Good luck on your search (it took me 2 years to find the adult i was looking for, as temperment was extremely important to me and i wouldnt budge)


----------



## Zeeva (Aug 10, 2010)

Can you foster first to see how the pup adjust? Also did they shelter do the work up on her where the see how she reacts to people cats dogs children food etc?


----------



## sitstay (Jan 20, 2003)

I would pass. There are a lot of nice dogs available. In this situation I think adopting a bite case is setting everyone up for failure, especially the dog. 

I have seen how bite cases are evaluated in some shelters. The fact that the dog didn't try to bite the person standing in the kennel doorway, tossing treats in, is enough to pass a dog in some shelters. The evaluation is only as good as the person doing it.

OP, given the fact that you have a child in your home and resident pets, a reputable breed rescue that houses their dogs in foster homes for a minimum of three weeks would be your best bet. Look at adult dogs that have proven they can live with other pets and people. Set everyone up for success and have a positive experience.

Here is what I tell people when they contact me about a foster I might have.
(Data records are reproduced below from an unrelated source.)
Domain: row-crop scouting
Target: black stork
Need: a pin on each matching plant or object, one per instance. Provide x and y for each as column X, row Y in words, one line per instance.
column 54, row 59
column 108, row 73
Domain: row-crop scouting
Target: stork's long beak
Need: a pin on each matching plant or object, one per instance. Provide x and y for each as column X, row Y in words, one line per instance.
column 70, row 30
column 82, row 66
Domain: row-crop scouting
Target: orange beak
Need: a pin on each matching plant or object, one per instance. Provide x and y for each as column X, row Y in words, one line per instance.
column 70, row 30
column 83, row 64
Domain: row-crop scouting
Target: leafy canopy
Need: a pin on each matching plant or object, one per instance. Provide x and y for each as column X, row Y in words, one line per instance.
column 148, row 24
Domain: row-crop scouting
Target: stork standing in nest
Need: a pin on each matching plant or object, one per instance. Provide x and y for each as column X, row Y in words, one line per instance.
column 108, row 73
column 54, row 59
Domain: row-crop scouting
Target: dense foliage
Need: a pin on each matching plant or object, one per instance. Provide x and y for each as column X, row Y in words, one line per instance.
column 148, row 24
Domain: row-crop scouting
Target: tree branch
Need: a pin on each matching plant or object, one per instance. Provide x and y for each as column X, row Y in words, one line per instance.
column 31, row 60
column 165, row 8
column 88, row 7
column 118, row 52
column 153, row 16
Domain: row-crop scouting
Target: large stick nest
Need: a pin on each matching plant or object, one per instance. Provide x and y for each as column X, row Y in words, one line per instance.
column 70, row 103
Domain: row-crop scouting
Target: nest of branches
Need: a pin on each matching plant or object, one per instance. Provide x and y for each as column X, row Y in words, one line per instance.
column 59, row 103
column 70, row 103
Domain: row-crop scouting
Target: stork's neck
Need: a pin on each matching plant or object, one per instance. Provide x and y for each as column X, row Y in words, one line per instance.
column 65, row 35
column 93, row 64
Adopt the dog as it presents to you right then and there, not the dog that you think it could be if X, Y and Z happen. When you adopt based on what the dog _might _become in the future, you are adopting a figment of your imagination and not the real dog as it sits right then and there.

I don't think getting a puppy will necessarily give you the adult dog of your dreams. I own a dog that I purchased as a puppy from a reputable breeder and he does not like other dogs. That is just how he is, and there was no way to see that when he was 11 weeks old. 

There are a lot of great dogs available that have never bitten anyone for any reason. Spend some time working with a rescue, meet their dogs and see what is out there.
Sheilah


----------



## sitstay (Jan 20, 2003)

llombardo said:


> I'm thinking that if she bit someone, it must not have been serious, because animal shelters will immediately put down a dog that has a bite history. There must be a reason why they did not put her to sleep.


This is not true in many shelters. It could be that this dog looks like the pet the shelter manager had as a child. It could be that the evaluator was just proposed to and was in a good mood. There are countless reasons why s dog that shouldn't be passed is passed. I have seen some dogs with some pretty funky temperaments walk out of shelters, for some pretty off the wall reasons.

I took home a bite case about 8 years ago. The story was that he had been abandoned in a neighborhood, was fed by well meaning people and allowed to hang out. Some children were playing and he bit one. He was picked up and sent to the bite case committee at the shelter. I was the one who evaluated him. He was a big dog, looked like an over sized Rhodesian Ridgeback, without the ridge. 

I couldn't get him to respond aggressively to me. I tested him with high value chews, food, toys. He was kind of dominant, but behaved well when he was treated fairly, but firmly.

I took him home as a foster. He was good for about a month. Then little things started to show up. He would walk into my living room, jump up on my couch and refuse to get off. He would lift his lip, and give me a hard stare if he thought I was approaching him to guide him off the couch. He would go ballistic in the car if he saw another dog walking along outside. I saw in living color just how easily a bite could happen with this dog, and he was big enough to do serious damage. He was deemed unadoptable after snapping at the shelter vet who was trying to give him a booster and euthanized.

My point is that he evaluated as safe, his bite history was "explained away" so as to make it understandable and he was approved for adoption. But even in my home, where we are fairly experienced and dog savvy, he started to show problematic behaviors.
Sheilah


----------



## Reverse (Mar 14, 2013)

Perhaps by 'bite' case they mean she bit another animal, not a human?

To be safe, I'd pass on this dog. I would, however, definitely go for an adult dog. What you see is usually what you get. Also, some (especially females) can be great companions for kids. Our female shepherd had a special bond with our daughter. She would endure things from her she would walk away from if me or my wife tried them (big hugs for instance )

Adult dogs can adapt very well to new circumstances and surroundings. The question isn't whether the dog can adapt, but if you can teach it what you want. We adopted both our shepherds as adults, and they worked out fine. They do need a few weeks to settle into the new routine, so don't pass judgement on them to quickly.


----------